Number of iterations = 9
History of steps h : [100000.0, 25000.0, 6250.0, 1562.5, 390.625, 97.65625, 24.4140625, 6.103515625, np.float64(12.20703125), np.float64(17.263349150062194)]
Last step h : 17.263349150062194

Then we compute the exact step, using compute_step().

third_derivative = problem.get_third_derivative()
third_derivative_value = third_derivative(x)
print(f"f^(3)(x) = {third_derivative_value}")
absolute_precision = 1.0e-16
exact_step, absolute_error = nd.FirstDerivativeCentral.compute_step(
    third_derivative_value, absolute_precision
)
print(f"Optimal step k for f'(x) using forward F.D. = {exact_step}")

f^(3)(x) = -9.999990000005e-19
Optimal step k for f'(x) using forward F.D. = 6.694331732265233

Plot the absolute error between the exact step k and the intermediate k of the algorithm.

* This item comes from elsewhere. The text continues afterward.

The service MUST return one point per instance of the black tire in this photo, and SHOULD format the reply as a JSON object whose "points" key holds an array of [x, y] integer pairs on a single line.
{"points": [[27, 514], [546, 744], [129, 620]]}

error_step_h = [abs(step_h_history[i] - exact_step) for i in range(len(step_h_history))]
fig = pl.figure(figsize=(4.0, 3.0))
pl.title(f"Shi, Xie, Xuan & Nocedal on {name} at x = {x}")
pl.plot(range(len(step_h_history)), error_step_h, "o-")
pl.xlabel("Iterations")
pl.ylabel(r"$|h_i - h^\star|$")
pl.yscale("log")
ax = fig.gca()
ax.xaxis.set_major_locator(MaxNLocator(integer=True))
pl.tight_layout()

The previous figure shows that the algorithm converges relatively fast. The absolute error does not evolve monotically.